The problem is that signing such an agreement for such an arbitrary reason will certainly have, in most cases, an adverse effect on the employee's future employment with other employers, and on the employee's career advancement. Employees should never sign such agreements without first obtaining professional opinion, by consulting an attorney who specialises in the Law of Contract, to assess the agreement and give a professional opinion.
Re-location of Business.
My employer is re-locating the company from Pretoria to Johannesburg. I live in Pretoria. Must the employer increase my salary to cover the extra cost of travelling from Pretoria to Johannesburg and back to Pretoria every day ?
Answer – there is no obligation on the employer to do this – it is a matter that must be negotiated between the employee and the employer.
My employer is re-locating the company from Pretoria to Johannesburg. I live in Pretoria and if I have to work in Johannesburg, I will have a huge problem in fetching my children from the after-school care centre in Pretoria by 5 pm.
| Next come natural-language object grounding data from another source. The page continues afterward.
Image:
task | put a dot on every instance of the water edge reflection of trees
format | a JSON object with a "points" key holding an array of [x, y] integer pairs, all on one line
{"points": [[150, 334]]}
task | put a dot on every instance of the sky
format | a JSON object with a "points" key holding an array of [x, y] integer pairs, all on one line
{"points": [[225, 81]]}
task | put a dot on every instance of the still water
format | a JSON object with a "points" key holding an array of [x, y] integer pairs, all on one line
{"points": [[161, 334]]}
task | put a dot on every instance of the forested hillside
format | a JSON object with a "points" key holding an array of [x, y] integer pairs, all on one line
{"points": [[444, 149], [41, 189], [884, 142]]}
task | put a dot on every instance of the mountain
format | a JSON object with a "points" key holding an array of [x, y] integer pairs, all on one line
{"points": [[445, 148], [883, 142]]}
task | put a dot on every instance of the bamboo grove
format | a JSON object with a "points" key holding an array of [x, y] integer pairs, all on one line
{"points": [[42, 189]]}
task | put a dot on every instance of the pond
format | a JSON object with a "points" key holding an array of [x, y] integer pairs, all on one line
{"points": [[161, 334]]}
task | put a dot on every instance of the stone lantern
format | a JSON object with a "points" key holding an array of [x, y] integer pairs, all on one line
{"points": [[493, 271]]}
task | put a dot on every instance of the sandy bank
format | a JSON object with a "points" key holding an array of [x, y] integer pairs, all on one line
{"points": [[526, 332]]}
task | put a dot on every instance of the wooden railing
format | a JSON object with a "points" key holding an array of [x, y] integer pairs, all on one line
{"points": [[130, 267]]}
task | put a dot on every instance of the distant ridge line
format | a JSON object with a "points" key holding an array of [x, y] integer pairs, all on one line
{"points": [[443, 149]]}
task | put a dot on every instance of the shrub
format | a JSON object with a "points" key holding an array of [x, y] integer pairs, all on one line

Travelling from Johannesburg every day at 4.30 means I won't get to Pretoria until about 6 pm or later. The after-school care centre closes at 5 pm, and they are not prepared to wait for me. In addition, it is simply not practical for me to arrive home at 7 pm or later every day, cook dinner, see to the kids etc.
What can I do?
In terms of labour legislation, the re-location of the business if probably for operational requirements. Since you are unable to now comply with the new operational requirements of the business, the employer would have to retrench you.
Harassment, intimidation, victimization.
It often happens that when an employer wishes to "get rid of" and employee, he adopts tactics that create extremely unpleasant or unacceptable working conditions, in hopes that the employee will resigned. It also happens sometimes when an employee has already resigned, and the employer is extremely annoyed because "the employee is ungrateful", or the employee "has left me in the lurch", and the employer is determined to exact revenge on the employee before they actually leave.
This may take many different forms - it could involve spreading malicious rumours about the employee or insulting them or degrading them, overloading them with work, continually picking on them, swearing at the employee, using foul and vulgar or abusive language towards the employee, and so on.
Whatever the case, it is unacceptable, and is a violation of the human rights of the employee and also a violation of the employee's right to be treated with dignity and respect. In fact, employers have a duty to protect their employees from harassment as opposed to subjecting employees to harassment.
The employee should keep a note of all incidents, noting the date and time, what the nature of the incident was, and the names of any witnesses. The harasser should then be confronted and a formal demand written made to the harasser that he immediately cease the unacceptable behaviour. The employee can state that should the harasser not cease the harassment, the employee will refer the matter to the CCMA for conciliation, and if that fails, the matter will proceed to the Labour Court.
Such correspondence will usually resolve the issue, because the harasser knows that he is out of line, and that his actions are unacceptable.